Come dobbiamo lottare contro il male? Da persone che si comportano come veri figli di Dio, ossia persone in comunione col Padre. Ecco quanto ci insegnano le tentazioni di cui ci parla il Vangelo di Matteo (Mt 4,1-11). Gesù rappresenta ogni uomo.

Il brano delle tentazioni in Matteo giunge, non a caso, dopo il battesimo di Gesù, allorché lo Spirito è sceso su di lui e la voce del Padre dice: «Questi è il mio Figlio prediletto; io l’ho scelto e di lui mi compiaccio» (Mt 3, 17). È il Figlio di Dio che subisce le tentazioni. Egli ci insegna come rispondere.

Entrare in Quaresima significa, pertanto, rinnovare la decisione, personale e comunitaria, di affrontare nella propria vita il male alla maniera del Figlio, insieme con Lui, percorrendo la strada della croce che sfocia nella Risurrezione. Chi percorre la strada della croce – ove Cristo si impegna a combattere il male con tutte le sue forze, amando il Padre sopra ogni cosa -, acquista forza nella lotta contro il peccato e il male: la forza dell’amore di Cristo. Non bisogna dimenticare che prendere su di sé la croce non vuol dire anzitutto abbracciare una sventura che ci distrugge; non vuol dire vivere una disgrazia, bensì porsi sulle orme di Gesù, camminare con Lui, acquisire il suo amore, la sua forza di bene nella lotta contro il peccato e il male e nell’impegno di costruire un mondo nuovo. La via della Croce è l’unica che conduce alla vittoria dell’amore sull’odio, della vita sulla morte, della condivisione sull’egoismo, della pace sulla violenza.

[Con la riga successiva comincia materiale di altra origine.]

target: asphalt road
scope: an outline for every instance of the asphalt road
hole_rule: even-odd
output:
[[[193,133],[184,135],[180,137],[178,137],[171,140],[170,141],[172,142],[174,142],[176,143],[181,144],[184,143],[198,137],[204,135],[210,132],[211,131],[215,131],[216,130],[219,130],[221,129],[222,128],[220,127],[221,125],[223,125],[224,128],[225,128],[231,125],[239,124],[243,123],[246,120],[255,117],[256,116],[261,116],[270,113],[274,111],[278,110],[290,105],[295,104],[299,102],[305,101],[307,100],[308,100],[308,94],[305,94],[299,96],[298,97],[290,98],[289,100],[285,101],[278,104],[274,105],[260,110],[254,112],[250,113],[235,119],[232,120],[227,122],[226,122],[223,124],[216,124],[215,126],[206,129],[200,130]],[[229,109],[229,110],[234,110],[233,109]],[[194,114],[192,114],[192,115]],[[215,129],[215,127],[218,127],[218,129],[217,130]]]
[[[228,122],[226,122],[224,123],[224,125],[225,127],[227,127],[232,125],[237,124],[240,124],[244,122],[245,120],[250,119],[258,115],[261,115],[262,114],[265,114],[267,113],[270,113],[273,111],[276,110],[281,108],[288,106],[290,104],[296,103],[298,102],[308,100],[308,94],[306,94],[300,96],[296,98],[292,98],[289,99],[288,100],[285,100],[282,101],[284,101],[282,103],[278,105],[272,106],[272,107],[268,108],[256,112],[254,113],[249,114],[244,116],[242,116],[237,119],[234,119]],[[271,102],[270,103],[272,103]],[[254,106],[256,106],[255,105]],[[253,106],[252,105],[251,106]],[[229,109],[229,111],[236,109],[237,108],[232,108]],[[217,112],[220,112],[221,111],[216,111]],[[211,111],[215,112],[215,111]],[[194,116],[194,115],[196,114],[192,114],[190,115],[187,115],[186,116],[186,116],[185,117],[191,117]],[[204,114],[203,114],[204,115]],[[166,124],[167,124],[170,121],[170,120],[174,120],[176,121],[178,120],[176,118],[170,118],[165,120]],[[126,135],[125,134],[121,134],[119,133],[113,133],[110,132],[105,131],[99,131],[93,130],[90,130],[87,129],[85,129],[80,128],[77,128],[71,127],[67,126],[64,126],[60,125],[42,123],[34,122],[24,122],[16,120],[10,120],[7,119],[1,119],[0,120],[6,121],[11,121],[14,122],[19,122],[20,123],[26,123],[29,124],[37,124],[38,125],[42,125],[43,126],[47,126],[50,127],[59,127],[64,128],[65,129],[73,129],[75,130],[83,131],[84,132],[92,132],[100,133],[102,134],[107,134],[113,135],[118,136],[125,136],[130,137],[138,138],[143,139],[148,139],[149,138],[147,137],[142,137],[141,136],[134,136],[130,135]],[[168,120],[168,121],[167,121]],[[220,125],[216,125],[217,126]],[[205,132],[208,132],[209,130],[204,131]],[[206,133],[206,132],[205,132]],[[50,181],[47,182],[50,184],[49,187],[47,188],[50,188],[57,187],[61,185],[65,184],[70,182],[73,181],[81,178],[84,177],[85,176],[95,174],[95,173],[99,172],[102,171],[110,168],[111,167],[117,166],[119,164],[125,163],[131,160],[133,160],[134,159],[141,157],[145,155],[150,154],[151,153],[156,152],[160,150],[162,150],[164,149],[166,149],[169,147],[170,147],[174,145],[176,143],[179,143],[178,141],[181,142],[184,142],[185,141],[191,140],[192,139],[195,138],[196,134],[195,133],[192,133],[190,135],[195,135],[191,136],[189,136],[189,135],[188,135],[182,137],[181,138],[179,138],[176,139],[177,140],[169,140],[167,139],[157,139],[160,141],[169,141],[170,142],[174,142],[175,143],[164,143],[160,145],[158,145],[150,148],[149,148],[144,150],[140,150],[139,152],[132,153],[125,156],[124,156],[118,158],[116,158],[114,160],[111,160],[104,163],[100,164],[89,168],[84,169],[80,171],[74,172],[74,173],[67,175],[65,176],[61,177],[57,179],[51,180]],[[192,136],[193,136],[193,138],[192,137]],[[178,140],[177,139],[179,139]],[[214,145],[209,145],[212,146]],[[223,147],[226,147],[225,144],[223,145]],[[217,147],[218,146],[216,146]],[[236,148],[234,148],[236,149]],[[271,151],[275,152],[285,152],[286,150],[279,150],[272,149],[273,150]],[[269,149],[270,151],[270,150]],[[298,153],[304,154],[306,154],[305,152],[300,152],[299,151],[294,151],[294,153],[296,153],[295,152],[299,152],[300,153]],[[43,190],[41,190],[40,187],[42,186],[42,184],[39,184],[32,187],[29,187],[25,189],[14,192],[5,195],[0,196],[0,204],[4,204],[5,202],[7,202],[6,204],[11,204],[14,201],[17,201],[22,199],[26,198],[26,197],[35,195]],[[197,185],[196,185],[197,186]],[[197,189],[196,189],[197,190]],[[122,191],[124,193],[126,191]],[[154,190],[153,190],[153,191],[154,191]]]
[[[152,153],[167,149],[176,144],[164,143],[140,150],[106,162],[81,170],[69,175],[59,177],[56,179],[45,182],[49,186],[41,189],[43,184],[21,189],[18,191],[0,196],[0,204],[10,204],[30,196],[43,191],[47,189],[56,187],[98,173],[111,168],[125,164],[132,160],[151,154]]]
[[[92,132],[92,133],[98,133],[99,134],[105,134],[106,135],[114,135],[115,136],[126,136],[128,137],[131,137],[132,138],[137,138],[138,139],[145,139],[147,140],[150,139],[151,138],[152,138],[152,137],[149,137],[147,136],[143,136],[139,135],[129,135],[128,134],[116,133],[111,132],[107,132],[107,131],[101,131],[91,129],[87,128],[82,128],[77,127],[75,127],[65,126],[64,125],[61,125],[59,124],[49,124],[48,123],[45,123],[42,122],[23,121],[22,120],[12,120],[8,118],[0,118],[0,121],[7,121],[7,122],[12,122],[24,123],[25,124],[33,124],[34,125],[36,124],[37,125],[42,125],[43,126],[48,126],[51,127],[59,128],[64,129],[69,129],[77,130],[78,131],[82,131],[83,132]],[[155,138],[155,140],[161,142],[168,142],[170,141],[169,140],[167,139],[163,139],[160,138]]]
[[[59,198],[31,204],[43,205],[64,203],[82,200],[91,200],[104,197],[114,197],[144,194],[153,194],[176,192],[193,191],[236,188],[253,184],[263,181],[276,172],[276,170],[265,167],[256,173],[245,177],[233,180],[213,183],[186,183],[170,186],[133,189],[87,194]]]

Vista così, la Quaresima è davvero un’occasione di forte impegno ascetico e spirituale fondato sulla potenza trasfigurante dell’amore di Cristo. Fermiamoci un po’ su questo. La lotta contro il male non è per se stessa ma specie per porre in atto una nuova creazione, per costituire un mondo di giustizia e di pace, per generare un nuovo pensiero e un nuovo umanesimo, per fondare una nuova civiltà, la civiltà dell’amore. E, in particolare, è anche momento per riformare la stessa Chiesa, per radicarla sempre più, in tutte le sue componenti, in Cristo, nella sua opera di redenzione e di trasfigurazione. Cosa che abbiamo cercato di fare, ad esempio, lo scorso 21 febbraio in occasione della solennità di san Pier Damiani, consegnando ai giovani sinodali il Documento post-sinodale. Vivere la Quaresima significa, dunque, voler essere maggiormente in comunione con il Padre e tra di noi, per essere veri missionari, per divenire lievito e sale delle realtà umane. E tutto questo crescendo secondo l’identità di figli di Dio. La Quaresima è per la Pasqua, per diventare di più figli di Dio, per vivere i nostri impegni abituali come figli nel Figlio.

Considerando le tentazioni subite da Cristo e le risposte che Egli ha dato al tentatore impariamo ancora una volta cosa significa lottare e costruire un mondo nuovo come figli di Dio, come figli nel Figlio!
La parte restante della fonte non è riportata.